Wheat Montana is working on a deal that could bring Starbucks products to its retail deli operations. A trial run in a Kalispell operation boosted sales by 40 percent, Folkvord said.

The small Montana company also has found success in working with Wal-Mart, the nation’s largest retailer. In fact, about 40 percent of the company’s bread sales take place in Wal-Mart.

“They actually found us,” Folkvord said. “They are always interested in regional products.”

The Three Forks man traveled to Wal-Mart headquarters in Bentonville, Ark., to make a presentation to corporate officials. The meeting went well, with Wal-Mart simply asking Wheat Montana to price its products as low as possible.

“These guys welcomed us in, without any slotting fees or upfront money,” Folkvord said, noting the Wheat Montana’s allotment of space on Wal-Mart shelves has grown. “They’ve been very easy for us to deal with.”

Wheat Montana also learned the value of lean operations and reducing overhead from Wal-Mart. Controlling costs helped the company weather a significant sales slowdown in 2001, which came after a boom in flour sales apparently driven by Y2K millennium concerns.

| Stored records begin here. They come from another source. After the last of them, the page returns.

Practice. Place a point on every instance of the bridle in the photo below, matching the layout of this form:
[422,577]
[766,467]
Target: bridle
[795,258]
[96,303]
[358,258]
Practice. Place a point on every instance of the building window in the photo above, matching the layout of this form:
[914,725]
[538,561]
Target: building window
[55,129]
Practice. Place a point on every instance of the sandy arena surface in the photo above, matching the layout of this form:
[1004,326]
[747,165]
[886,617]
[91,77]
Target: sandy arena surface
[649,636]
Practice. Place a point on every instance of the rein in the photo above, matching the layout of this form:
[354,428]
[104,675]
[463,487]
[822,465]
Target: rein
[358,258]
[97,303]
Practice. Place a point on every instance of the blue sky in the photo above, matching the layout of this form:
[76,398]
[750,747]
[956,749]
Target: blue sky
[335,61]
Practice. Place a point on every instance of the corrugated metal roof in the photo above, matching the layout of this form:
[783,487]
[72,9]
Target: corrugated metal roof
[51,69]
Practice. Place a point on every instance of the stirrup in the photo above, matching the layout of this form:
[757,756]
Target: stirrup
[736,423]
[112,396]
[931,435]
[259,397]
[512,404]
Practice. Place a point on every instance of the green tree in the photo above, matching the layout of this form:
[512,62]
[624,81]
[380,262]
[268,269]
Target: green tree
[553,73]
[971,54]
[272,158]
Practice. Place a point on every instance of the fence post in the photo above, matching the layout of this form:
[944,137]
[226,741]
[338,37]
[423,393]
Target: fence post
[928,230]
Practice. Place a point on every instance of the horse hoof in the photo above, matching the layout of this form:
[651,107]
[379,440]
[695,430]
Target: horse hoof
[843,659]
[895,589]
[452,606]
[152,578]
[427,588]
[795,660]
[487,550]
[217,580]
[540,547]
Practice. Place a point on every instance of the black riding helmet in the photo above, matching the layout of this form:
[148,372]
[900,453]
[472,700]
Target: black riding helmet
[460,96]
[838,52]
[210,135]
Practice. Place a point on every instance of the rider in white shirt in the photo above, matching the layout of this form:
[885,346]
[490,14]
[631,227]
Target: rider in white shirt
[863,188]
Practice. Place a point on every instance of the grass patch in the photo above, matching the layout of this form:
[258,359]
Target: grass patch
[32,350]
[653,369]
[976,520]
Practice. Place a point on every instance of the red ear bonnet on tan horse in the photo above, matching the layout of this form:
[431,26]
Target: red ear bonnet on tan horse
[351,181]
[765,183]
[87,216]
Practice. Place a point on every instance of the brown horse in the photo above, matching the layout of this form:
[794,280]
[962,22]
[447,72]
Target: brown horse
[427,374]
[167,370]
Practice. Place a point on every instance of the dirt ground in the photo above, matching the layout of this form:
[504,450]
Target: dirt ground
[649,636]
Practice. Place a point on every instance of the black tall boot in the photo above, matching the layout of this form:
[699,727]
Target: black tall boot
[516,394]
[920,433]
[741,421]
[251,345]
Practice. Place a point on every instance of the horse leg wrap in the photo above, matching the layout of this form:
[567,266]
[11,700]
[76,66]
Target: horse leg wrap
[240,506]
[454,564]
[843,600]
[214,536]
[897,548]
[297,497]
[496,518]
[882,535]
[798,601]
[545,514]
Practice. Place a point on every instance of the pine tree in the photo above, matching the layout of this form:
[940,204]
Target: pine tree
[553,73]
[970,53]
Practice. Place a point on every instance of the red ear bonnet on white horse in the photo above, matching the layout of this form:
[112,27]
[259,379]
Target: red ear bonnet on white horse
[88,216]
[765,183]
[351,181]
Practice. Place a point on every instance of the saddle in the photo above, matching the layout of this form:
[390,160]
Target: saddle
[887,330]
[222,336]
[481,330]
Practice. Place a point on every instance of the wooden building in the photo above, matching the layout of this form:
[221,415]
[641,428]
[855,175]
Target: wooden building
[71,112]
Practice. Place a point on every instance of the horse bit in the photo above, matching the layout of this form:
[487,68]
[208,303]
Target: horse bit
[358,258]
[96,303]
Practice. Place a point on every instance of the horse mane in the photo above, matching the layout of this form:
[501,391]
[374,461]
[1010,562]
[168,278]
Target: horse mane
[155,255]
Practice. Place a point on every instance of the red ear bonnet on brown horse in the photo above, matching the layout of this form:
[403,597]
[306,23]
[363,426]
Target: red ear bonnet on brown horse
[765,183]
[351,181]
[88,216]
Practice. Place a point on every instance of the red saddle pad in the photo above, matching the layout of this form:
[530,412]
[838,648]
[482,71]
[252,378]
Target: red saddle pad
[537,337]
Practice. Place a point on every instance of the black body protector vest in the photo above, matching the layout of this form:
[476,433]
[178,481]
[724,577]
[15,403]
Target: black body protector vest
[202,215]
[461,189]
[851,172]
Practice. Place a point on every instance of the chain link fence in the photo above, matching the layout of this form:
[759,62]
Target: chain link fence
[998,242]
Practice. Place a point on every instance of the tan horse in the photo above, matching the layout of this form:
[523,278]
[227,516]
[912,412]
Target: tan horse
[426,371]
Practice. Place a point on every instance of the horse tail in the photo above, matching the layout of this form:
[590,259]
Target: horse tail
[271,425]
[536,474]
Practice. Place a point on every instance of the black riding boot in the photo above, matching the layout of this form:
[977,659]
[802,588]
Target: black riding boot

I would rather see Wheat Montana partnering with homegrown businesses, selling Montana Maid coffee and distributing bread through the Real Food Store. But love them or hate them, a small business can learn a lot from Starbucks and Wal-Mart. If some of that discipline and know-how helps Wheat Montana grow profits and jobs here, then is a deal with these corporate devils really so bad? We’ll see.